RTTNews - The Japanese stock market declined on Thursday as investors indulged in profit taking after the previous session's strong gains. The mood is a bit cautious ahead of Sunday's House of Representatives election.

With stocks across various sectors falling sharply, the benchmark Nikkei 225 index fell sharply to 10,451 and is currently trading at 10,485, down 155 points or 1.46% from its previous close.

Buoyed by rising U.S. consumer confidence and better than expected U.S. home price data, the Nikkei had ended up by 142.35 points, or 1.36%, at 19,640 on Wednesday.

Automobile stocks are mostly trading lower.
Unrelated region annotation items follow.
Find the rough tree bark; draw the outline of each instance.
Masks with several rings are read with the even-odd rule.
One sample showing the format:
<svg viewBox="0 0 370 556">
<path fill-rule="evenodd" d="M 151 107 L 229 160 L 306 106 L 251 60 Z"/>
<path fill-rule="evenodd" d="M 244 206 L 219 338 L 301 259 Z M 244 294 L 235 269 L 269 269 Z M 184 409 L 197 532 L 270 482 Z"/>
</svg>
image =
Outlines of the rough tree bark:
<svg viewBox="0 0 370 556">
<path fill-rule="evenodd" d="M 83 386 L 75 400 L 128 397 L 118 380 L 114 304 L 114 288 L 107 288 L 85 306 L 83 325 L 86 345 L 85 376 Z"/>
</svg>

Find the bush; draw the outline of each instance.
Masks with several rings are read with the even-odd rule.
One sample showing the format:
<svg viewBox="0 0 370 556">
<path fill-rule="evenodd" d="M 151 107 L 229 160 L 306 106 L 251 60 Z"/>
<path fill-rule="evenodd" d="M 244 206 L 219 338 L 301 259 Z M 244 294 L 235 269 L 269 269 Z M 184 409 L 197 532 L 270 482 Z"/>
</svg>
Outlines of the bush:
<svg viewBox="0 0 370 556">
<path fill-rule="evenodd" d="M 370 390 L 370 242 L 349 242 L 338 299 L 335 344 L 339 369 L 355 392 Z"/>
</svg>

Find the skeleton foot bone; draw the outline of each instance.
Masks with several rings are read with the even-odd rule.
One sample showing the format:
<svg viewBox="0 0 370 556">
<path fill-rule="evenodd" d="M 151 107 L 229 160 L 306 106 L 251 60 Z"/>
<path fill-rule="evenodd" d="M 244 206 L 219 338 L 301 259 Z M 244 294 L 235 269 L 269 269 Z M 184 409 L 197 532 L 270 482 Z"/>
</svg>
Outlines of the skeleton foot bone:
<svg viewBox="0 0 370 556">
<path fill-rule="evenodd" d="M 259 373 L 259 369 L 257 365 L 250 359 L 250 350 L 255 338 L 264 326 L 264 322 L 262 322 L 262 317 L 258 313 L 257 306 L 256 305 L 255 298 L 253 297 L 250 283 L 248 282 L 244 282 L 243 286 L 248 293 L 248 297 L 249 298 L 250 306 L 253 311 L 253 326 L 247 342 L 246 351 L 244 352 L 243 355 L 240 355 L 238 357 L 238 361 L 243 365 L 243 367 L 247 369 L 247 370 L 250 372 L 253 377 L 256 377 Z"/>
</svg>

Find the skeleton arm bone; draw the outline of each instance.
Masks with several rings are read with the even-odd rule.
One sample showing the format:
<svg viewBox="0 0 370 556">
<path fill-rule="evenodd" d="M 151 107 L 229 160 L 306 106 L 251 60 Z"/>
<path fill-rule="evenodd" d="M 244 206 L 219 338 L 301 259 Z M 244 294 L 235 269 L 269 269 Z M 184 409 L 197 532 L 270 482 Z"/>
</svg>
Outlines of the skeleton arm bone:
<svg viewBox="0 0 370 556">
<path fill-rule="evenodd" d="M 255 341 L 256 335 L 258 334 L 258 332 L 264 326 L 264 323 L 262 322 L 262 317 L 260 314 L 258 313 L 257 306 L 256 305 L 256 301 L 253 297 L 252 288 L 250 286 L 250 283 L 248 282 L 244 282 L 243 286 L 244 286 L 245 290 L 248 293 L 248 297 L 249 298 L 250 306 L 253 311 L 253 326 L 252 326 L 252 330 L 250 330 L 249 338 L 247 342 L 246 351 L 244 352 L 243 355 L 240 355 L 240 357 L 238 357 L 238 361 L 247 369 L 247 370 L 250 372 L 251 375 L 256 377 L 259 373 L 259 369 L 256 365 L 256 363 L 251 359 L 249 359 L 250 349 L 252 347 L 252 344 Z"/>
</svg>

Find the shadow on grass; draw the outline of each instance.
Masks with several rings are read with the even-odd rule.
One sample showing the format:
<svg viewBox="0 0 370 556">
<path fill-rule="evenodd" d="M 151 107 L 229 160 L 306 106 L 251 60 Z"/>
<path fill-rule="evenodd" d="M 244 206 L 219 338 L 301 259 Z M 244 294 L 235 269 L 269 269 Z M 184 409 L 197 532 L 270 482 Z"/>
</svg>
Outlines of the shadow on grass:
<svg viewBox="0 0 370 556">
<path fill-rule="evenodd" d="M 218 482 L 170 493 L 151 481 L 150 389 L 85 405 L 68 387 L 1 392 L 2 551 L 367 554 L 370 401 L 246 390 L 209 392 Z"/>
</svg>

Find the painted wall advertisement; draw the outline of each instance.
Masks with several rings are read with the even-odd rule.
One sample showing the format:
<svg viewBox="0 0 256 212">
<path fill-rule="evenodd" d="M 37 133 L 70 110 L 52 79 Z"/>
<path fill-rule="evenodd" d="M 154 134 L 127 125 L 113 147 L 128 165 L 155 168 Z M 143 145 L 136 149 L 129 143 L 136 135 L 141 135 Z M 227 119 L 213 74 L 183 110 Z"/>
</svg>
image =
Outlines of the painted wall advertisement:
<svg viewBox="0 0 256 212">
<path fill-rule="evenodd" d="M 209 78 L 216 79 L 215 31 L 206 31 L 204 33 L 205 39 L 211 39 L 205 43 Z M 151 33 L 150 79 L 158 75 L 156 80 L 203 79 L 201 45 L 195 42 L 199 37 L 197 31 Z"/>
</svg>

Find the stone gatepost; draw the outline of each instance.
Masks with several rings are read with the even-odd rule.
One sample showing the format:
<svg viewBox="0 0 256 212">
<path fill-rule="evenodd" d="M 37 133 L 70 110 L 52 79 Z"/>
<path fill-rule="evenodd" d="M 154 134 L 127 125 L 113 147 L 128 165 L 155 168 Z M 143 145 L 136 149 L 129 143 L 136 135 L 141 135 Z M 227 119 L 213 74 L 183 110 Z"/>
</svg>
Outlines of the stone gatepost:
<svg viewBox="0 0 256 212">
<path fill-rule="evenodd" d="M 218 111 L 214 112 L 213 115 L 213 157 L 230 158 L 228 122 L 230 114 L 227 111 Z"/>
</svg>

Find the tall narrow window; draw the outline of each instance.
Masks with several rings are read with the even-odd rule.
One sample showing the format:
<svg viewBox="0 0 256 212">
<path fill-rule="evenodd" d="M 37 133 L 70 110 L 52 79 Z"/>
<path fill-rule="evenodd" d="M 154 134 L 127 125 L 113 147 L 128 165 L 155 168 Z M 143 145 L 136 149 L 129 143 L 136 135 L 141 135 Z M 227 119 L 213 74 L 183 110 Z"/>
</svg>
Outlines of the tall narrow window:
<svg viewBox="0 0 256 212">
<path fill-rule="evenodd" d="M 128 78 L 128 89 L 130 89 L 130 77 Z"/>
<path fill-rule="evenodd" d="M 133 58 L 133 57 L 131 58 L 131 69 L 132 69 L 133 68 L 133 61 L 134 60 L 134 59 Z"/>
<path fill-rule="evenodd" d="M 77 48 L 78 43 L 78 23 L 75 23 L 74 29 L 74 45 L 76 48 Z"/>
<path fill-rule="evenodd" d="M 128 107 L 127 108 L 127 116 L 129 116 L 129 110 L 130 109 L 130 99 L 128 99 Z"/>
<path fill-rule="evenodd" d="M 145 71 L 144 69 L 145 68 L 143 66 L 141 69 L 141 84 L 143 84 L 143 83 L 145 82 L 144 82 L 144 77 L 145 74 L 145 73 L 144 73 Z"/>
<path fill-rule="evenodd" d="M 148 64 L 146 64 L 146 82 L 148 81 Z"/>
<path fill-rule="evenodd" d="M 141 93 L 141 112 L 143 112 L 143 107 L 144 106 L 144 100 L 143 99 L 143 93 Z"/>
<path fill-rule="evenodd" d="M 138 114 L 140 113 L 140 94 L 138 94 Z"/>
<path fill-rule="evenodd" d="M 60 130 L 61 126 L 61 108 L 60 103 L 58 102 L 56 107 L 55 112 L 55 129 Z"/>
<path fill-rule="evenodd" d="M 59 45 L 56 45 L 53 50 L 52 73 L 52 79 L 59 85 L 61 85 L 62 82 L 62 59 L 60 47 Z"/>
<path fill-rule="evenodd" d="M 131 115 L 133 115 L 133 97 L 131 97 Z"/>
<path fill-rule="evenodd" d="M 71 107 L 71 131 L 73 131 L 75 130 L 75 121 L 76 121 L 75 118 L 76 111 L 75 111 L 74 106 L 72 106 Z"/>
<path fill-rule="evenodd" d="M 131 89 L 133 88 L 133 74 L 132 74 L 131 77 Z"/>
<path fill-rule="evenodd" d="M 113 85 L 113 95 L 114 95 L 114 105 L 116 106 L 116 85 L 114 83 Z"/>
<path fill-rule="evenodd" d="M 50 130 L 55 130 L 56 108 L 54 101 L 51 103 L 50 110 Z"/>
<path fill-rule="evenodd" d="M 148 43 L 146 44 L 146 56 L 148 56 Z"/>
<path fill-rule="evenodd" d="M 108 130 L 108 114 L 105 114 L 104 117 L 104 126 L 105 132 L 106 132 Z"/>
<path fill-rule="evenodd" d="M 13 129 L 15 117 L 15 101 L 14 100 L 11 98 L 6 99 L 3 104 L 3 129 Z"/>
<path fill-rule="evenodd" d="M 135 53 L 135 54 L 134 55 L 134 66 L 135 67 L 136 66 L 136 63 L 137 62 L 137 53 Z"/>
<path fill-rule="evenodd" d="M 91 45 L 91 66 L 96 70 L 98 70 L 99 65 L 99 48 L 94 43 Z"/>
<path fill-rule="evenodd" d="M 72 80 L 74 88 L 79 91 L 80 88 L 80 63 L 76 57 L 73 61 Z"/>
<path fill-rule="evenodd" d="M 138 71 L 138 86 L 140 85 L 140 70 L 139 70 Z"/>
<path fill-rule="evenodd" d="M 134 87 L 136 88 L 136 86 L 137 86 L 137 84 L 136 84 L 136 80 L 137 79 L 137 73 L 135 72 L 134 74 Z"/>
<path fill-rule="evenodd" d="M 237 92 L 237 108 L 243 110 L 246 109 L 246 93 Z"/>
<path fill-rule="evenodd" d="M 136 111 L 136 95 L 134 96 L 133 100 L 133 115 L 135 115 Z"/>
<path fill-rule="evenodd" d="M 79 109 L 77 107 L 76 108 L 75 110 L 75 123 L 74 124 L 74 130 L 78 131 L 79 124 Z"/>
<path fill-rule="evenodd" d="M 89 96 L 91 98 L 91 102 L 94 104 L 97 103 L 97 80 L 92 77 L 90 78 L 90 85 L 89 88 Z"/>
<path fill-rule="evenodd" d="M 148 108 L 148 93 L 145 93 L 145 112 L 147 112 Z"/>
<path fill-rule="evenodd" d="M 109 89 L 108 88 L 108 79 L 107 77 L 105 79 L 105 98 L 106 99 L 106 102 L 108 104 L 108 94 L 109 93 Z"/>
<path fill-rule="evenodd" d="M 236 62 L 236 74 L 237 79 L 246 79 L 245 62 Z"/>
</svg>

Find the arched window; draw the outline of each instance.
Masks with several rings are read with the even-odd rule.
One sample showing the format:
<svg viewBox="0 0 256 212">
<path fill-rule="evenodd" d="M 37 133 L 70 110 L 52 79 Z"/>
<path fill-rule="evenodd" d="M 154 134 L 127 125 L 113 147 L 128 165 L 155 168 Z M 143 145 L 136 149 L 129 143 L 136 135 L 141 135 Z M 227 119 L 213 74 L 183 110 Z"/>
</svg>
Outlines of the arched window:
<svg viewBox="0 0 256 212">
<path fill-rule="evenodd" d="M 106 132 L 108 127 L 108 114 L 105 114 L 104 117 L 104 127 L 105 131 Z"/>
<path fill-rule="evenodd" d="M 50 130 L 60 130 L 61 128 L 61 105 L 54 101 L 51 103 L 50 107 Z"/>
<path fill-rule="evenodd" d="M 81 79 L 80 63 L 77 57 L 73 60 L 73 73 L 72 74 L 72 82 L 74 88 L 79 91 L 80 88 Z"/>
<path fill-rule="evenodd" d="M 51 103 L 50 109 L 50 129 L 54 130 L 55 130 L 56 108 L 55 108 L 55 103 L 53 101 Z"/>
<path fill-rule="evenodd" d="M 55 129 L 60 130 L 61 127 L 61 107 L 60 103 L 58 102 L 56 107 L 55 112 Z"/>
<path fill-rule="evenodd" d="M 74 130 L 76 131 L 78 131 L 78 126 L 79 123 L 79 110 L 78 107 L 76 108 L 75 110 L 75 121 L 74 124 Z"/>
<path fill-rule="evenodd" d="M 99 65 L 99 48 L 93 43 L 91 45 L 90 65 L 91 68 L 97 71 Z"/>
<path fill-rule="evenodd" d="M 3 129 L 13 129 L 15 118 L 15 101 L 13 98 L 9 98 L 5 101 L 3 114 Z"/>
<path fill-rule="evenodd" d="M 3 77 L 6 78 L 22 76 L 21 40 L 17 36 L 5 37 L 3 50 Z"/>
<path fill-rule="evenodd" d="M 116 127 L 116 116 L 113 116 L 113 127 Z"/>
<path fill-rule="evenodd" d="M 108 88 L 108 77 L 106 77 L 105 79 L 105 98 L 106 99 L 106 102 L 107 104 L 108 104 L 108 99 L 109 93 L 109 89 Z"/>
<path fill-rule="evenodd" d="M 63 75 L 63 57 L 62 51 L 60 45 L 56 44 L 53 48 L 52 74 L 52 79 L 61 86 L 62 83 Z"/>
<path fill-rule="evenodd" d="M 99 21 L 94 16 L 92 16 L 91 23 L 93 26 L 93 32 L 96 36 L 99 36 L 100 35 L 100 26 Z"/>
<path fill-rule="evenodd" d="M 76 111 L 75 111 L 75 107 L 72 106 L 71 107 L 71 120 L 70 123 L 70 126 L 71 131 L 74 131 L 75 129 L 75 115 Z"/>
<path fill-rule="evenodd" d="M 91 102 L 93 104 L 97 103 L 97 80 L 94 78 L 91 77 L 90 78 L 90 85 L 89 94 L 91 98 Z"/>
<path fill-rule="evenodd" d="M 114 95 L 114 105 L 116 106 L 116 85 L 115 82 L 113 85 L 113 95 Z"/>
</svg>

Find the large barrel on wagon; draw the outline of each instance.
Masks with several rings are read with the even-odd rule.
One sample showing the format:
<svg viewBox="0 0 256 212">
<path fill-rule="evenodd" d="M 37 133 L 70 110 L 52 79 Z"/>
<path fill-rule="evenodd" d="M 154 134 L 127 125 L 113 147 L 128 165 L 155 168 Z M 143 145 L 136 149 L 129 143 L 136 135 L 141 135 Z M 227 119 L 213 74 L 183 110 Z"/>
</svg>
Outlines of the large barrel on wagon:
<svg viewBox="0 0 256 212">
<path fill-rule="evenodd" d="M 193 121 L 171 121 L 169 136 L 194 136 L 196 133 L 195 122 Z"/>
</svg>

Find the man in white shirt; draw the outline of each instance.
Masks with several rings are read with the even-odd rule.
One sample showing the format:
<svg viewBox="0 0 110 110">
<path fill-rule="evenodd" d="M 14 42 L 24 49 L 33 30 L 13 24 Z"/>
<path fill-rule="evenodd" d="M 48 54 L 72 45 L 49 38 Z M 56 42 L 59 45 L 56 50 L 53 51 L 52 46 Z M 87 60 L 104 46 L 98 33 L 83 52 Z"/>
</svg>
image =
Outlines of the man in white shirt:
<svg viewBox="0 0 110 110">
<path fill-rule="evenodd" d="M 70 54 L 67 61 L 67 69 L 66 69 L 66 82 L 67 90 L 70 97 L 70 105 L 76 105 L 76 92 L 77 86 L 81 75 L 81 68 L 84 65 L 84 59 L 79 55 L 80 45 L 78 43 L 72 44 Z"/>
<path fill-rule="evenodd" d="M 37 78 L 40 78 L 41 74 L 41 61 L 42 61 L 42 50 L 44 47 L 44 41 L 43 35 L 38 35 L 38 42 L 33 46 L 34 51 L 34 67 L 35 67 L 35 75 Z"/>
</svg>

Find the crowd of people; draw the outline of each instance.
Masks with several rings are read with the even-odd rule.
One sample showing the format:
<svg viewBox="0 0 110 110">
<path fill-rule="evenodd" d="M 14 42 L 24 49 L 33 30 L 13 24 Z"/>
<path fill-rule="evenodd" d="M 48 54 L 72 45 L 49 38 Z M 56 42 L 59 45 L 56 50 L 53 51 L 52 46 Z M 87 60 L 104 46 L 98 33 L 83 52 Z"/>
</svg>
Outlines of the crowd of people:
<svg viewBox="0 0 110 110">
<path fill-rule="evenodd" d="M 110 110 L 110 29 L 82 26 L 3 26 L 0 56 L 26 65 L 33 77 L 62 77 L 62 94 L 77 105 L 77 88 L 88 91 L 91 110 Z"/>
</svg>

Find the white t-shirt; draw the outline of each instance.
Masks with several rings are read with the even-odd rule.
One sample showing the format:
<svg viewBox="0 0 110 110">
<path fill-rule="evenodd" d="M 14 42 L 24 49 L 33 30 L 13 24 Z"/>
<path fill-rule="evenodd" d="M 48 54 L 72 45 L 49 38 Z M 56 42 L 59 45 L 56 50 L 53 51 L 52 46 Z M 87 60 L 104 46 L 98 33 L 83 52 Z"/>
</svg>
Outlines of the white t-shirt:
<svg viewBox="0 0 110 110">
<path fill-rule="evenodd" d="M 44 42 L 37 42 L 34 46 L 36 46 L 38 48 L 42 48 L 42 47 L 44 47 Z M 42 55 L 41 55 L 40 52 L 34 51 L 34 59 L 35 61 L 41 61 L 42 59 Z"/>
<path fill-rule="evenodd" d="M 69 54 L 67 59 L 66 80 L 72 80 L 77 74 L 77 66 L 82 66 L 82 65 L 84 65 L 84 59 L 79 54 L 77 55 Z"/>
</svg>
Suzuki Motor, Toyota Motor and Mazda Motor are down by by about 1% each. Among bank stocks, Sumitomo Mitsui Financial, Resona Holdings, Fukuoka Financial, Mitsubishi UFJ Financial and Bank of Yokohama are exhibiting weakness.

Steel and non-ferrous metals are mostly trading weak. Among machinery stocks, NSK and JTEKT are trading with notable gains, while most of the other key players in the space are trading weak. Electrical machinery stocks are also trading lower.

Nippon Sheet Glass Co. shares plunged following an announcement by the company that Stuart Chambers, who is widely credited with making the firm a global presence, will step down as CEO on September 30. Chambers was president of U.K. glassmaker Pilkington Plc, which Nippon Sheet Glass acquired in 2006, and took over the helm of the Japanese firm in June 2008. The stock is currently down by over 7%.

Isetan Mitsukoshi Holdings surged higher on reports that affiliate Mitsukoshi Ltd. will likely cut about 1,000 permanent jobs, or about 20% of the total workforce, at its department stores. The stock briefly climbed 22 yen on the day to 1,042 yen, as investors expect the move to improve the company's efficiency.

In the currency market, the U.S. dollar traded at the lower 94 yen level earlier this morning, slightly down from its late Wednesday quotes in New York. The dollar fetched 94.07-94.12 yen against 94.20-94.30 yen in New York and 94.17-94.18 yen in Tokyo at 5 p.m. Wednesday. The yen is currently trading at 93.89 to the U.S. dollar.

Among other markets in the Asia-Pacific region, Australia, Singapore, Korea and Taiwan are trading modestly lower while New Zealand is trading flat. Stock markets across the region had closed mostly higher on Wednesday.

On Wall Street, stocks finished Wednesday's session little changed, with the day's trading marred by choppy movement despite largely positive news on the economic front. Though data on new home sales and durable goods orders in July triggered some buying early on in the day, stocks gave up most of the gains as traders chose to take profits ahead of the weekly jobless claims report.

The Dow closed up by 4.23 points at 9,543.52, the Nasdaq gained 0.20 points to finish at 2024.43 and the S&P 500 rose by 0.12 points to 1,028.12.

Major European markets closed moderately lower. The French CAC 40 Index slid by 0.3%, while the German DAX index and the U.K.'s FTSE 100 Index fell by 0.7% and 0.6%, respectively.

Oil prices fell after official data showed a surprise jump in crude inventories in the U.S., the world's biggest energy consuming nation. Light sweet crude for October delivery dropped 62 cents to US$71.43 a barrel, a day after it climbed to a 10-month intraday high of US$75.